Les escarmouches commerciales entre grands de ce monde peuvent directement influer sur les résultats d'Apple, qui réalise désormais 61 % de son chiffre d'affaires hors des frontières américaines. La firme de Cupertino évoque à mots cachés le problème de la sous-évaluation du yuan et s'inquiète de la trajectoire de l'euro, qui pourrait provoquer une nouvelle augmentation du prix des appareils Apple.
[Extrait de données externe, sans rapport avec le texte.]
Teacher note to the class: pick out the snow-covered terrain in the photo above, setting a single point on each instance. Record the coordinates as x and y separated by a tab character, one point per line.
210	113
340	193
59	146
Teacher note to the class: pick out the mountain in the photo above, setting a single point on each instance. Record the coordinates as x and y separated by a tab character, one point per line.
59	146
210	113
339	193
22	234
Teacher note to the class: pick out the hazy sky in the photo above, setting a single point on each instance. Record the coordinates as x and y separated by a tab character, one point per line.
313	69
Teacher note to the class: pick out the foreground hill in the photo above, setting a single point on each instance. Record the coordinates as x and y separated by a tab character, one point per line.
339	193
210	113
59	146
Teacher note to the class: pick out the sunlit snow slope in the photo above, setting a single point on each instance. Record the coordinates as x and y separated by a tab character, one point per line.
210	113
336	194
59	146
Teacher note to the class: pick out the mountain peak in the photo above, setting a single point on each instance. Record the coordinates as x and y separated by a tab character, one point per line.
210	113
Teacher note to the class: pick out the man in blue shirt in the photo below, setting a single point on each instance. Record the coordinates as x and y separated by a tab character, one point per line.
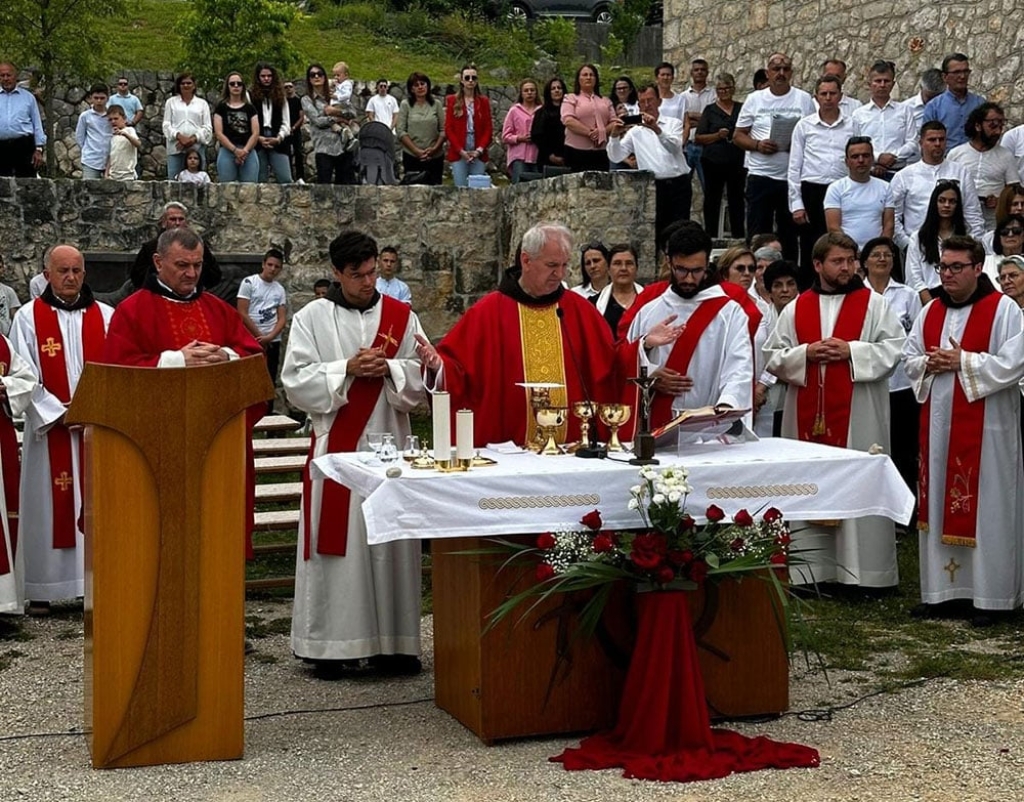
22	136
953	106
387	284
À propos des tensions entre la Chine et les États-Unis, Apple rappelle que l'essentiel de ses produits est fabriqué dans des usines chinoises. Si elle fait assembler quelques configurations en Irlande et qu'elle s'approvisionne de plus en plus en composants américains, européens ou japonais, une guerre commerciale entre la Chine et les États-Unis pourrait avoir un effet néfaste sur ses relations avec ses sous-traitants et provoquer de graves tensions sur sa chaîne d'approvisionnement.



Une multinationale qui s'assume



De 49 400 employés en 2010 et 60 400 en 2011, Apple est ainsi passé à 72 800 employés ETP, auxquels il faut ajouter 3 300 salariés ETP consultants ou à temps partiel. Apple reste bien plus petite que Microsoft (94 000 employés) ou que HP (350 000 employés), mais sa masse salariale croît plus vite.
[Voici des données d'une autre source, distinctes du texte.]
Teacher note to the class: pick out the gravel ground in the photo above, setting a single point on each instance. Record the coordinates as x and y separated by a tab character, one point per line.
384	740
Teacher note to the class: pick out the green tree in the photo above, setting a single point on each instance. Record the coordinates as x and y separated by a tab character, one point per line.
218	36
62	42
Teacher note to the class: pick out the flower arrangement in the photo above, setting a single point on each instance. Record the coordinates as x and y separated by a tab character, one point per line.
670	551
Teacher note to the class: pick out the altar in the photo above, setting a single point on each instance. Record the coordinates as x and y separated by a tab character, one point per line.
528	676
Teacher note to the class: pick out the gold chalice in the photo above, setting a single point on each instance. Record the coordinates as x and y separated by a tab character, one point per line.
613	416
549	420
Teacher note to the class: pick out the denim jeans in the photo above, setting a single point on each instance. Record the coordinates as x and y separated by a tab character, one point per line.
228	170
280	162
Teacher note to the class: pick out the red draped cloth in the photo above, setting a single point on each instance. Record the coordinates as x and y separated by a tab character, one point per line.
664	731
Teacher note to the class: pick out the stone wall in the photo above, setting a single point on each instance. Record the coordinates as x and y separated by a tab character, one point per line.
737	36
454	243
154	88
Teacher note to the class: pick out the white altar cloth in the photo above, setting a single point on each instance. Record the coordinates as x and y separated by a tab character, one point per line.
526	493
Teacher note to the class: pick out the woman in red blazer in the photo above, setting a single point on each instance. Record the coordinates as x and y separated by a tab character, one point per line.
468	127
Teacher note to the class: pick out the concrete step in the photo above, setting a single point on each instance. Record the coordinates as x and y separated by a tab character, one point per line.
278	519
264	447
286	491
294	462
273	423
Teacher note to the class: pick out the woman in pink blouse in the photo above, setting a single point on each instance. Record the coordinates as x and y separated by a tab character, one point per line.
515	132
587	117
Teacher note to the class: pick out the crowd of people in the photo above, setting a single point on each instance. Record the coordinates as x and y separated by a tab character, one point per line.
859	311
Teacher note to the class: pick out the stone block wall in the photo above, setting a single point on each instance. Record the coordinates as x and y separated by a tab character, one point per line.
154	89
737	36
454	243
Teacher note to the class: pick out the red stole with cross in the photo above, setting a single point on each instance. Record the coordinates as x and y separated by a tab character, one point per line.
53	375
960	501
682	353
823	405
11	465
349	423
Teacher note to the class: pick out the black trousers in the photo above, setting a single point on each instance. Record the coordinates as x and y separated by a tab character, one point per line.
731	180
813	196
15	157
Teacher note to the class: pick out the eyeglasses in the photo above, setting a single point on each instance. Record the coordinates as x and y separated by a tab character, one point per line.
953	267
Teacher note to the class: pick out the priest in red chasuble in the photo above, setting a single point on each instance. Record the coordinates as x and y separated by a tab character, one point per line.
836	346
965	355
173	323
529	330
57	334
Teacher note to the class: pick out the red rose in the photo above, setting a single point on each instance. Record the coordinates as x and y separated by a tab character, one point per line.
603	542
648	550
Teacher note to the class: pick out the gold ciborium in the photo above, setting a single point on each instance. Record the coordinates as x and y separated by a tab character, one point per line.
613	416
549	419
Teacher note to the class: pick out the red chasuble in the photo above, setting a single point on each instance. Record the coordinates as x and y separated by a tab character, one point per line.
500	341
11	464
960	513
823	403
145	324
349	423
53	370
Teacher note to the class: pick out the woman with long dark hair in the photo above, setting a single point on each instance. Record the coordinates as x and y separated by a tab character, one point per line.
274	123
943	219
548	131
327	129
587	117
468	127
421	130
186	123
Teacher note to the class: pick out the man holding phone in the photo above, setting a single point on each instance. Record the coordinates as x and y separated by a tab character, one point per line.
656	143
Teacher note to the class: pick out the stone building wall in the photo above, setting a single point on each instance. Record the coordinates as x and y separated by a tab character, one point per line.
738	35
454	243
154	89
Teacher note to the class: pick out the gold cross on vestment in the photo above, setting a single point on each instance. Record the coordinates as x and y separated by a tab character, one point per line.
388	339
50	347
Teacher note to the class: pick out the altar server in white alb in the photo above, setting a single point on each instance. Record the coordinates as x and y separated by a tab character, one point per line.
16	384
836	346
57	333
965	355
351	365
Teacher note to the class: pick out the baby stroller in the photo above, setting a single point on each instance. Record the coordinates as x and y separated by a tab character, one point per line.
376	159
Apple Store : un bilan mi-figue mi-raisin



42 400 de ces 72 800 salariés travaillent dans des Apple Store, relais de croissance souligné à de multiples reprises dans ce formulaire 10-K. Apple a ouvert 33 nouvelles boutiques cette année pour un total de 393 Apple Store dans le monde, dont 250 aux États-Unis. Le chiffre d'affaires des boutiques a augmenté de 33 % cette année (18,828 milliards de dollars contre 14,127 milliards de dollars en 2011), mais leur part dans le chiffre d'affaires total baisse pour la deuxième année consécutive (12 % en 2012 contre 13 % en 2011 et 15 % en 2010). Chaque boutique réalise en moyenne 51,5 millions de dollars de chiffre d'affaires par an.
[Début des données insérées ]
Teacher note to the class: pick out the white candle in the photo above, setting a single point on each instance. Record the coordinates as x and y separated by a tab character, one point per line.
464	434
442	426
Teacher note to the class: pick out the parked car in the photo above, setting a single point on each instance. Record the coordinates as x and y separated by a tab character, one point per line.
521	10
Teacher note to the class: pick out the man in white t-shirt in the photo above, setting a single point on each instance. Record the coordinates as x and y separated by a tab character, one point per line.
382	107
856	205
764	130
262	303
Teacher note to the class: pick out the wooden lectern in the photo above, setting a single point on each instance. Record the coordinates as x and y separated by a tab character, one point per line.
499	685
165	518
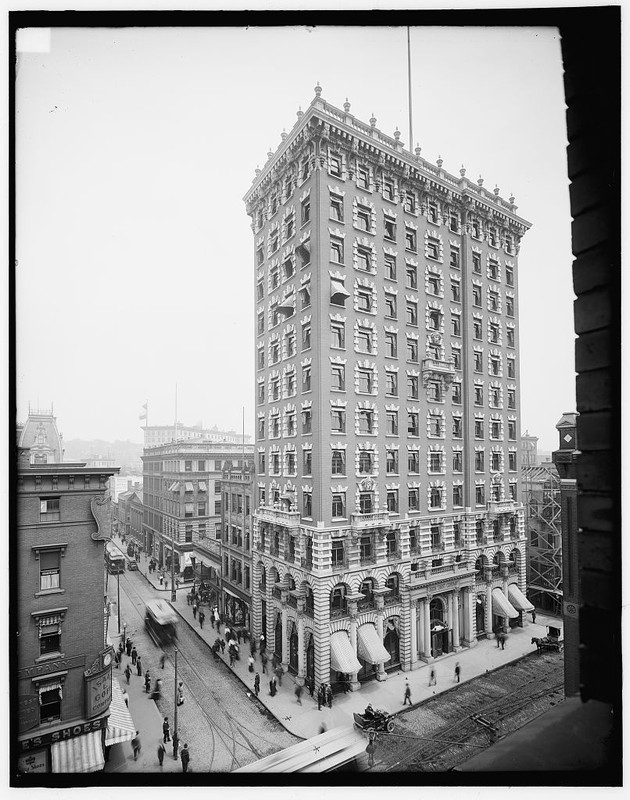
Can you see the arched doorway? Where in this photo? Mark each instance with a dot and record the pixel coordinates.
(439, 629)
(293, 651)
(392, 645)
(310, 659)
(277, 645)
(480, 618)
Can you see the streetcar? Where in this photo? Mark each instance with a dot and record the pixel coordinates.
(160, 620)
(339, 749)
(114, 559)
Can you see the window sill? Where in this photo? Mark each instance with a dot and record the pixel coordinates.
(46, 592)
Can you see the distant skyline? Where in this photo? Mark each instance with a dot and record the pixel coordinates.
(135, 147)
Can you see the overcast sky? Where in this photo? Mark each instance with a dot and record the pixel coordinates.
(135, 147)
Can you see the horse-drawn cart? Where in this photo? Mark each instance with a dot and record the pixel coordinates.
(374, 720)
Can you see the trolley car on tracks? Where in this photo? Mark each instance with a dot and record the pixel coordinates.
(160, 620)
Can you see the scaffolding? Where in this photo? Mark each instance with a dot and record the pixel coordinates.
(541, 498)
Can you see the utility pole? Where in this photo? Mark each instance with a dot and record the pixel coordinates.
(175, 699)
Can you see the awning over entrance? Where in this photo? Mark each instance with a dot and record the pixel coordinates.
(120, 726)
(80, 754)
(369, 645)
(342, 657)
(518, 599)
(502, 606)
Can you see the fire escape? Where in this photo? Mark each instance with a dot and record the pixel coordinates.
(541, 487)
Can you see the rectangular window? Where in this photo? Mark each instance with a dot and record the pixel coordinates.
(336, 250)
(364, 218)
(338, 381)
(338, 420)
(334, 164)
(390, 267)
(413, 461)
(412, 276)
(49, 509)
(391, 383)
(339, 505)
(392, 423)
(338, 334)
(307, 462)
(336, 207)
(49, 570)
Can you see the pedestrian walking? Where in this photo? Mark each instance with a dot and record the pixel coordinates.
(137, 745)
(329, 695)
(185, 758)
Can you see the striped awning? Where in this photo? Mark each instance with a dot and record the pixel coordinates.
(120, 725)
(342, 655)
(502, 606)
(518, 599)
(80, 754)
(369, 645)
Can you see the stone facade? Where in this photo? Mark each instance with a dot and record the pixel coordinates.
(387, 441)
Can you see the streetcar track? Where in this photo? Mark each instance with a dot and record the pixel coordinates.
(236, 736)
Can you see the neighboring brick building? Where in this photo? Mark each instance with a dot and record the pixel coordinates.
(63, 678)
(40, 434)
(388, 528)
(182, 503)
(237, 486)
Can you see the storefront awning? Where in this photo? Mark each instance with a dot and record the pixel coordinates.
(369, 645)
(502, 606)
(518, 599)
(342, 655)
(80, 754)
(120, 726)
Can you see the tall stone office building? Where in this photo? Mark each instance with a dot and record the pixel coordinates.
(388, 528)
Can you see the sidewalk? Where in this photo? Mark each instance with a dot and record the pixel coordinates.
(305, 720)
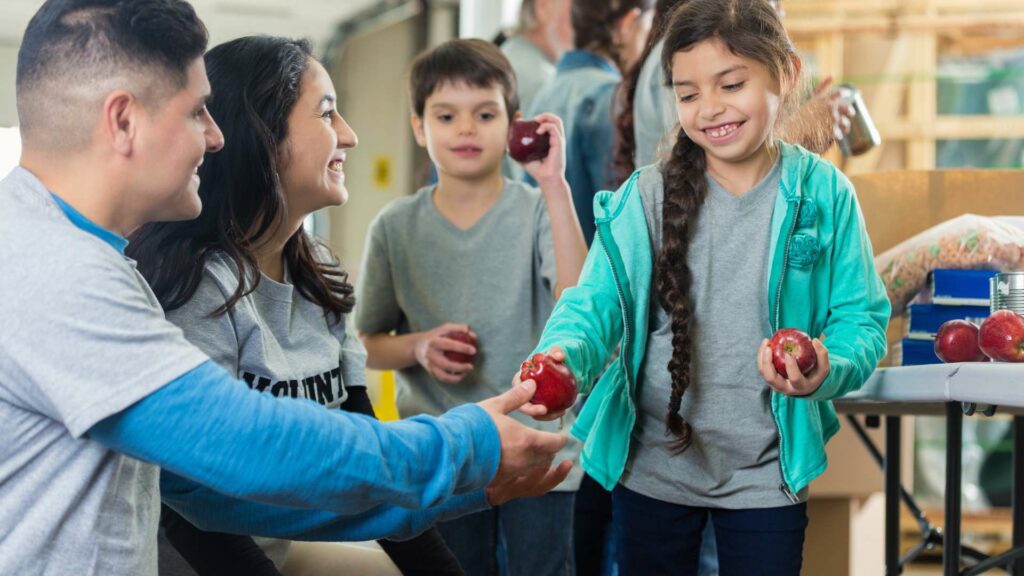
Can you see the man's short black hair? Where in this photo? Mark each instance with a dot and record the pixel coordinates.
(474, 62)
(71, 45)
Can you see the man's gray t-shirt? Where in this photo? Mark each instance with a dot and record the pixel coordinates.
(83, 338)
(420, 271)
(276, 341)
(733, 461)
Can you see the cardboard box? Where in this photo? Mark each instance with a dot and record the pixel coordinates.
(896, 205)
(900, 204)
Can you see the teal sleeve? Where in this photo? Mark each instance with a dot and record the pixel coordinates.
(587, 321)
(858, 306)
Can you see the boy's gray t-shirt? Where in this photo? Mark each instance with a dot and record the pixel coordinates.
(733, 461)
(420, 271)
(83, 338)
(276, 341)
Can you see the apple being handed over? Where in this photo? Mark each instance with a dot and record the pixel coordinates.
(556, 387)
(790, 341)
(465, 337)
(956, 340)
(1001, 336)
(524, 144)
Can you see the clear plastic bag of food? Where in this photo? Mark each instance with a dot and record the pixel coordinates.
(966, 242)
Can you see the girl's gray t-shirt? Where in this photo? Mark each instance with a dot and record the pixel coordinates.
(733, 461)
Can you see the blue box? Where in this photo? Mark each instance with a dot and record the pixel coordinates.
(925, 320)
(916, 353)
(961, 287)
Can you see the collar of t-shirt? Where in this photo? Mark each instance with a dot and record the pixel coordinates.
(585, 58)
(117, 242)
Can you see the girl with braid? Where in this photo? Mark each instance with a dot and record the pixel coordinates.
(696, 261)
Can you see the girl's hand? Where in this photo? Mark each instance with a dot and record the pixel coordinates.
(550, 169)
(430, 350)
(798, 383)
(539, 411)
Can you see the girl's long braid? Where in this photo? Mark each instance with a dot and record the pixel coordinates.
(685, 190)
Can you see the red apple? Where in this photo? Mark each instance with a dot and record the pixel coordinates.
(556, 387)
(956, 340)
(1001, 336)
(524, 144)
(790, 341)
(465, 337)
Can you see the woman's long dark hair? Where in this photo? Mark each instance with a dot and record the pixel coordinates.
(752, 30)
(255, 82)
(626, 145)
(594, 21)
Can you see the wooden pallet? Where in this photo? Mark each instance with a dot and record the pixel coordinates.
(890, 48)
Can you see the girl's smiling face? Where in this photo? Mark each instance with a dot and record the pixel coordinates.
(726, 104)
(313, 152)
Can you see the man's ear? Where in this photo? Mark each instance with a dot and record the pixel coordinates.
(119, 123)
(796, 67)
(625, 23)
(421, 136)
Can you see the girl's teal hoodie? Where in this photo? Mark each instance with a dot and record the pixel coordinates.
(821, 279)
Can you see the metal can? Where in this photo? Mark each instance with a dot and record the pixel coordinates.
(863, 134)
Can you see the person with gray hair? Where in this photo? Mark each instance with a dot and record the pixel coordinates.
(98, 392)
(545, 32)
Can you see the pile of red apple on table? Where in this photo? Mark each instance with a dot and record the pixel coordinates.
(999, 337)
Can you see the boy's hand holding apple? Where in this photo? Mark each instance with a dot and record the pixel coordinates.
(446, 352)
(526, 142)
(556, 386)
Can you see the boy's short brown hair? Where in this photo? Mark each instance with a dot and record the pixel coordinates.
(477, 63)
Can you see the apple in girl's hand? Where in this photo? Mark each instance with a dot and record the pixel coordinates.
(1001, 336)
(524, 144)
(790, 341)
(956, 340)
(465, 337)
(556, 387)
Bien qu'Apple ait ouvert 28 de ses 33 nouvelles boutiques en dehors des États-Unis, elle a en partie raté son expansion. Ainsi, alors qu'elle devait ouvrir 25 boutiques en Chine, elle n'en possède aujourd'hui que six. La firme de Cupertino reste néanmoins optimiste : elle compte ouvrir entre 30 et 35 nouvelles boutiques en 2013.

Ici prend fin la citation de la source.